Denn ich bin überzeugt, dass dieser Zeit Leiden nicht ins Gewicht fallen gegenüber der Herrlichkeit, die an uns offenbart werden soll. 

Römer 8,18
 
„dieser Zeit Leiden…“, ja, wie viele haben wir davon im vergangenen Jahr gesehen, in unserem eigenen oder im Leben anderer,  in unserer Umgebung, unserem Land oder weltweit.
Da stirbt eine taffe, liebvolle Ehefrau und Mutter qualvoll an der schrecklichen Krankheit ALS...
Da verlässt ein Familienvater seine Frau und seine wunderbaren Kinder für eine andere…
Da missbraucht ein Vater über Jahre heimlich seine Tochter…
Da schlägt ein Mann hinter der verschlossenen Wohnungstür seine junge Ehefrau im Zorn…
Da verunglückt eine junge engagierte Frau und hinterlässt tieftraurige Eltern und Geschwister…
Da wird einem ängstlichen Flüchtling vor Gericht nicht geglaubt und er muss zurückkehren in das Land, wovor ihm so angst ist.
Die Aufzählung der Leiden ließe sich unendlich fortsetzen. 

In der Bibel lesen wir, dass Gott das Leiden seiner Menschen sehr ernst nimmt. Immer wieder sagt Er uns zu: „Fürchte dich nicht, ich bin mit Dir“. Er kennt unsere Not in dieser Welt. Als Jesus am Kreuz ausrief „ Es ist vollbracht“, da nahm er alle Schuld der Welt, alle Not und alles Leid mit in den Tod. Durch seine Auferstehung bewies er, dass er den Tod und alles Leid überwunden hat. Wer sich nun Jesus anvertraut, an ihn glaubt, der bekommt auch dieses neue Auferstehungsleben.

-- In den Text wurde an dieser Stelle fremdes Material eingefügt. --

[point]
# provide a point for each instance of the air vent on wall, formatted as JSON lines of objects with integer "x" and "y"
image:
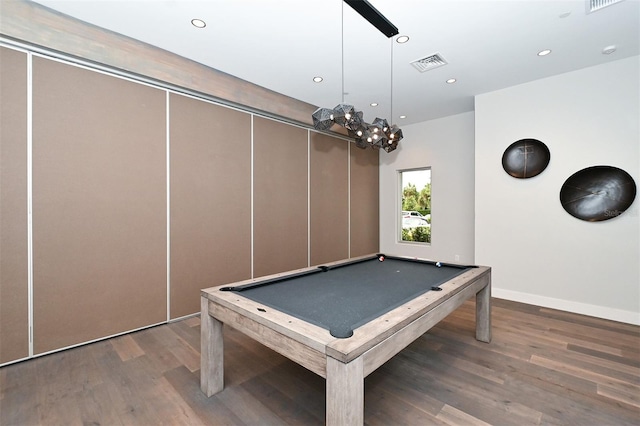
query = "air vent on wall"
{"x": 430, "y": 62}
{"x": 595, "y": 5}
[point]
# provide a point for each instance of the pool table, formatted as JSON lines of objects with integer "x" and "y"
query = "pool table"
{"x": 341, "y": 320}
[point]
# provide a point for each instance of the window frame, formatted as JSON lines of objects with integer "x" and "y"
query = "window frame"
{"x": 399, "y": 205}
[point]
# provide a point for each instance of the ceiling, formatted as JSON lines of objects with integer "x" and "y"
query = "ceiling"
{"x": 283, "y": 44}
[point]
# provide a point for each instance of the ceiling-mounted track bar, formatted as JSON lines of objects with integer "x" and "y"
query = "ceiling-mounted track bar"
{"x": 371, "y": 14}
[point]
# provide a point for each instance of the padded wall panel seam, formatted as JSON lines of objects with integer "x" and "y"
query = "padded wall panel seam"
{"x": 280, "y": 197}
{"x": 99, "y": 205}
{"x": 329, "y": 198}
{"x": 210, "y": 225}
{"x": 14, "y": 303}
{"x": 364, "y": 202}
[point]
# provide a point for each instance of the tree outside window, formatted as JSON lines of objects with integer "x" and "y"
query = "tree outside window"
{"x": 415, "y": 225}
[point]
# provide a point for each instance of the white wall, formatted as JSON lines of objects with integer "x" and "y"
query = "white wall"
{"x": 539, "y": 253}
{"x": 445, "y": 145}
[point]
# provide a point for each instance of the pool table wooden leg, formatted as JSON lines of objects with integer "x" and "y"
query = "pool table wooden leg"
{"x": 345, "y": 392}
{"x": 483, "y": 314}
{"x": 211, "y": 351}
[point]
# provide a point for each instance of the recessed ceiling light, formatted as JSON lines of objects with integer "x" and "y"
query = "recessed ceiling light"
{"x": 198, "y": 23}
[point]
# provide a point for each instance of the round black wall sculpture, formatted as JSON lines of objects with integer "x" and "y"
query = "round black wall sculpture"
{"x": 525, "y": 158}
{"x": 598, "y": 193}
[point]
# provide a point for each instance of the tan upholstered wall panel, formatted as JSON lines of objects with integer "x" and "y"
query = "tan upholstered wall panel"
{"x": 329, "y": 198}
{"x": 210, "y": 199}
{"x": 14, "y": 304}
{"x": 99, "y": 205}
{"x": 364, "y": 209}
{"x": 280, "y": 188}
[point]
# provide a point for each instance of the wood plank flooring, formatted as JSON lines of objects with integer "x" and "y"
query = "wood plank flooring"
{"x": 542, "y": 367}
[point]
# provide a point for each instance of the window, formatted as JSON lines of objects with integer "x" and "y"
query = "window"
{"x": 415, "y": 201}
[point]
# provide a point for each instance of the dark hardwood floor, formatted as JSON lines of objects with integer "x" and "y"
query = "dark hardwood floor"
{"x": 542, "y": 367}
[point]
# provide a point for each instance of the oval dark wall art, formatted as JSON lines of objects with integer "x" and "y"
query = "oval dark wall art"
{"x": 526, "y": 158}
{"x": 598, "y": 193}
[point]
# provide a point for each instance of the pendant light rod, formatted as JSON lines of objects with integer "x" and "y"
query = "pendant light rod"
{"x": 375, "y": 18}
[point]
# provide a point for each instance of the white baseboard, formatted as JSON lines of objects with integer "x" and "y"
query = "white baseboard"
{"x": 628, "y": 317}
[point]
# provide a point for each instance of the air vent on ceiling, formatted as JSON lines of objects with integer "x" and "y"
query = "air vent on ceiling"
{"x": 595, "y": 5}
{"x": 430, "y": 62}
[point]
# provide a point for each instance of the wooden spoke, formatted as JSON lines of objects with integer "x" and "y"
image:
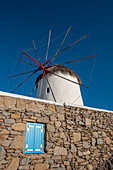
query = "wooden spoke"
{"x": 25, "y": 80}
{"x": 77, "y": 60}
{"x": 36, "y": 51}
{"x": 68, "y": 79}
{"x": 33, "y": 89}
{"x": 50, "y": 88}
{"x": 27, "y": 63}
{"x": 61, "y": 44}
{"x": 31, "y": 58}
{"x": 69, "y": 46}
{"x": 48, "y": 45}
{"x": 22, "y": 73}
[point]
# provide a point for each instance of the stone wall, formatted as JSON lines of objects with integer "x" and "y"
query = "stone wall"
{"x": 74, "y": 138}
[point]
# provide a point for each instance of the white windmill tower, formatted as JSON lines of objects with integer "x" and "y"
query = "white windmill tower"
{"x": 57, "y": 83}
{"x": 61, "y": 84}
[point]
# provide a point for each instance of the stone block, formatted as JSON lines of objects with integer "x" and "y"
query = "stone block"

Dem gläubigen Menschen steht durch Jesus eine herrliche Zukunft bevor. Die Leiden dieser Zeit sind nicht das Letzte und auch nicht das Mächtigste, das wir erleben sollen.
Gott hat für uns mehr geplant: eine Zukunft bei Ihm, in ewiger guter Gemeinschaft, in Frieden, im Genuss an allem Schönen der Schöpfung und noch vieles mehr. Das, was wir dann erleben, hat „mehr Gewicht“, ist mächtiger und „ewiger“ als alle Erfahrungen dieser Zeit.
So tröstet Gott diejenigen, die hier leiden (es lohnt sich einmal das ganze Kapitel Römer 8 dazu zu lesen).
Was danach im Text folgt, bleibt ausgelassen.